I'm sure someone here will yell, "but those unattached wires! Pickups of noise! bad Goat, bad!" ... actually its nowhere near as bad as many make out. There are a LOT of wires - leads to resistors, capacitors, between tubes, etc - inside every amplifier. Careful layout and using shielded wire both for grids and anode-side wiring saves the day.

I built something along this line, where every cathode-resistor was small-value pot and a series resistor (for safety, in case the wiper "wiped out" the pot's resistance); I also put a "driver pot" between the first and phase-splitting stages, so as to be able to raise front-end gain, but drop overall gain ... not to overdrive the outputs. [This is common now in "guitar amps"]. let's see ... I put switches in series with cathode capacitors (fast swap-in/out that way) ... and as I said, another exactly identical stage in front of your first stage.

Why exactly identical? ... think about it: if one stage, through the usual tubish nonlinearities, has a tendency to perk up the negative-signal excursions, but quash the positive-signal wiggles, then having another section that takes the inverted input and does the same thing in reverse ... gives better nonlinear symmetry overall. [And, if done carefully, eliminates the need for a phase splitter!]

Anyway, there are my "35 years of ideas"... well ... maybe 10% of 'em!


deriving B- bias from centertap dual-use winding

Even with a cap in series with the diode I could not get it to work.
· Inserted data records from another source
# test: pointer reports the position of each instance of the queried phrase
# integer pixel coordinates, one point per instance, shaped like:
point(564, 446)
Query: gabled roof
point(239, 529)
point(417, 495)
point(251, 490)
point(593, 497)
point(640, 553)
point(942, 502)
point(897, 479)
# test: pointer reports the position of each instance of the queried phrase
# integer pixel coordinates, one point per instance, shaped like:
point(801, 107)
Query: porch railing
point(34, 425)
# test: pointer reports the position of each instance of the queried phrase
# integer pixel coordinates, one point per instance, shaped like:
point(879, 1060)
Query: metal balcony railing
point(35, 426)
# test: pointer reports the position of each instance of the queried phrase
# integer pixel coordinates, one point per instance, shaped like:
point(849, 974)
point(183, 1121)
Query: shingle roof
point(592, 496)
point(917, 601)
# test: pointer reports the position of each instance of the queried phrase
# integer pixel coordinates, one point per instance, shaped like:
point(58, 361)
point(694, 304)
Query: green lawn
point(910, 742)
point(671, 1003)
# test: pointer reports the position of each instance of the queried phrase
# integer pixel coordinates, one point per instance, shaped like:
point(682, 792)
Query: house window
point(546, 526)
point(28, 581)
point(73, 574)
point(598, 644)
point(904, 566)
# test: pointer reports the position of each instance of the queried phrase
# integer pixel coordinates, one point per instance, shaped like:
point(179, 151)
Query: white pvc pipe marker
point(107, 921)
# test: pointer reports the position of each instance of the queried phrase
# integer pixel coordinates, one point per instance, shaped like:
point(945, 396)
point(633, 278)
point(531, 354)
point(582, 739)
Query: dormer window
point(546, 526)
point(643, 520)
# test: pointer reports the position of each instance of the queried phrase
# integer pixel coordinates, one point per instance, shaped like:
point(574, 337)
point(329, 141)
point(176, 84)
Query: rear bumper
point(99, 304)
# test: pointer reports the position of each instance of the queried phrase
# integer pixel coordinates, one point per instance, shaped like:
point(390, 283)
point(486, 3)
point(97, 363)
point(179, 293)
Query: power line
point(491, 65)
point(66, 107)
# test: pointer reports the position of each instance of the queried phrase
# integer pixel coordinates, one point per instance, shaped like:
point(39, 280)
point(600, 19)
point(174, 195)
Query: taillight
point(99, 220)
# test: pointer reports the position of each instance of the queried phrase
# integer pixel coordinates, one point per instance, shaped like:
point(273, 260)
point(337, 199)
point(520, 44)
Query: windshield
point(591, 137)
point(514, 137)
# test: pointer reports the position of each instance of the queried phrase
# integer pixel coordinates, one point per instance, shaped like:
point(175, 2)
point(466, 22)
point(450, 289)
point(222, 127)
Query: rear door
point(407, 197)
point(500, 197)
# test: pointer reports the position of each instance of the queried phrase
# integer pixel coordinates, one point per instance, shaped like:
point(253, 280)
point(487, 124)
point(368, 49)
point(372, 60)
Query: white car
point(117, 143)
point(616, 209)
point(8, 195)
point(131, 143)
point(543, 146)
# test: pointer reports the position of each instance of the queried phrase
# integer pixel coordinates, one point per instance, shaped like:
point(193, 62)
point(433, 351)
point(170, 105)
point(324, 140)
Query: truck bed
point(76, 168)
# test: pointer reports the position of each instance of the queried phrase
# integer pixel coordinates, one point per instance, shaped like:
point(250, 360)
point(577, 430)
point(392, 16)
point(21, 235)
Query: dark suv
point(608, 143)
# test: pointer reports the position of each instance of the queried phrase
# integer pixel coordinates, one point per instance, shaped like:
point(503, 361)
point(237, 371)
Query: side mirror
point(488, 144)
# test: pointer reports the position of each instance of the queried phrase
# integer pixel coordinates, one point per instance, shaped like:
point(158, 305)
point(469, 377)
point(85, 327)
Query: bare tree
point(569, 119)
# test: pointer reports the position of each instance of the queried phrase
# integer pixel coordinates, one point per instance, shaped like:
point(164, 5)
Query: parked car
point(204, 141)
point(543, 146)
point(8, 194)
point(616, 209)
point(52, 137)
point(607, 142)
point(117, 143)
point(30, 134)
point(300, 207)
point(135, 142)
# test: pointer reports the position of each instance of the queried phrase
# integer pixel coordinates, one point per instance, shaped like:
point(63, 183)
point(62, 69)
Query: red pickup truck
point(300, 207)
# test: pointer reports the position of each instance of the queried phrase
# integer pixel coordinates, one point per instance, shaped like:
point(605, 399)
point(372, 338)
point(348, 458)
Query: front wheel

The problem is not where it is tapped off, the problem is the ground return.

I accept that. Voltage-multipliers are the height of "non-obvious how they work" devices. I could dig something up that DID work for me ... but unfortunately The Man now requires that I ... Get Back To Work.

Work work work.

I googled around for EF86-triode specs. Found the Klausmobile test for 6J32P wired as triode (Russian equivalent to EF86). Tube Tester Files - 6J33P (EF86)

It says the amplification factor is about 25 to 32. Let's say it's 25.

If you have a 1.5V rms input signal at the input, that's about a 2.1V peak input.

If the amp factor is 25, then the max output from the first (voltage amp) stage is about 50V peak.

That will be going through the cathodyne phase-splitter stage, which will have a gain of about 0.9, so that 50V gets chopped down to about 45V peak to the KT120-triode output stage.

Is that enough to drive KT120's to full power at the operating points you're running them? Or are you using a preamp with gain in front of this amp?



2011-01-28 2:52 am
triode connected KT 120's

Melb ;I will be interested how your testing goes with this amp.
Never seen triode connected 6550's/KT120's driven by only a triode voltage amp and Phase splitter. You need a push pull driver as well.
Will have very slow dull sound.
Take a look at this well designed KT88/6550 amp and it has an ultra linear output stage much easier to drive than triodes. Does your Out put transformer have ultra linear winding's? You may get better results using Ultra linear Or pentode. Dynaco used such a simple driver for Ultra linear KT88's as they are very easy to drive.